Most variable torque inverters have PiD capability for fan and pump applications, which allows the inverter to hold the setpoint based on actual feedback from the process, rather than relying on an estimation. A transducer or transmitter is used to detect process variables such as pressure levels, liquid flow rate, air flow rate, or liquid level. Then the signal is sent to a PLC, which communicates the feedback from the process to the inverter. The inverter uses this continual feedback to adjust itself to hold the setpoint.
High levels of accuracy for other applications can also be achieved through inverters that offer closed-loop operation. Closed-loop operation can be accomplished with either a field-oriented vector inverter, or a sensorless vector inverter. The field-oriented vector inverter obtains process feedback from an encoder, which measures and transmits to the inverter the speed and/or rate of the process, such as a conveyor, machine tool, or extruder. The inverter then adjusts itself accordingly to sustain the programmed speed, rate, torque, and/or position.
Extended Equipment Life and Reduced Maintenance
Single-speed starting methods start motors abruptly, subjecting the motor to a high starting torque and to current surges that are up to 10 times the full-load current. inverters, on the other hand, gradually ramp the motor up to operating speed to lessen mechanical and electrical stress, reducing maintenance and repair costs, and extending the life of the motor and the driven equipment.
Soft starts, or reduced-voltage soft starters (RVSS), are also able to step a motor up gradually, but inverters can be programmed to ramp up the motor much more gradually and smoothly, and can operate the motor at less than full speed to decrease wear and tear. inverters can also run a motor in specialized patterns to further minimize mechanical and electrical stress. For example, an S-curve pattern can be applied to a conveyor application for smoother decel/accel control, which reduces the backlash that can occur when a conveyor is accelerating or decelerating.

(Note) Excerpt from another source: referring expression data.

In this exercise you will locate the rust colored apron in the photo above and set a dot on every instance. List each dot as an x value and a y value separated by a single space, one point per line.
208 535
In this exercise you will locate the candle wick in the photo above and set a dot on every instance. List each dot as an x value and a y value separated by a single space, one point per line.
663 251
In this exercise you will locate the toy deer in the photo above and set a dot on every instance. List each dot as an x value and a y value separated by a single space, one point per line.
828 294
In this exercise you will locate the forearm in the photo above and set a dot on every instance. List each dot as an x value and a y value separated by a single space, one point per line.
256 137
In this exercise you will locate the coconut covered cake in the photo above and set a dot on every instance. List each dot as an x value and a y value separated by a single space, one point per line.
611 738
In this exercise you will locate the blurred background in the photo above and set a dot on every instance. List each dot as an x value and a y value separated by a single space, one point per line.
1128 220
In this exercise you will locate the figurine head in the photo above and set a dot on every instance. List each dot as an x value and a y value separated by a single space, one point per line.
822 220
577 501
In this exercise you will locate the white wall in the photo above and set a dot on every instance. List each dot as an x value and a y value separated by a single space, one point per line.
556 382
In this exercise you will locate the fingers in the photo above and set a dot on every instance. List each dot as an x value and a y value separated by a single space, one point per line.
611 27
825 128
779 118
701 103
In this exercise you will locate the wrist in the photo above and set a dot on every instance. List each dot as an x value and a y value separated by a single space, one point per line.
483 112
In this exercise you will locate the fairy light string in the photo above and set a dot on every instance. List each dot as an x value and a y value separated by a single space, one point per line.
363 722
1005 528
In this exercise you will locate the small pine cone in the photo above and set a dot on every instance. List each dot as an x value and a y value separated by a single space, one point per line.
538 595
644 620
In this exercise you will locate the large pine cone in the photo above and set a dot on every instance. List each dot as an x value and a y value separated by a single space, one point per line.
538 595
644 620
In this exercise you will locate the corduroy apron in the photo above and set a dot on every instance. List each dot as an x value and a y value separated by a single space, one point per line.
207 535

Problems Caused by Full-Voltage Starters
At the instant of energization, the locked rotor (zero-speed) is about 600% of full-load running current This heavy current then drops off gradually as the load breaks loose, and the motor comes up to speed, but causes unacceptable voltage sag on the power system, adversely affecting other loads. it can also cause shock damage and long-term excessive wear on the motor. Using this starting method may force the utility to impose a limit on the size of motors you can use, since across-the-line starting causes problems upstream into the utility's system, creating problems for other customers. The switching surges of abruptly starting and stopping create stress on the motor insulation.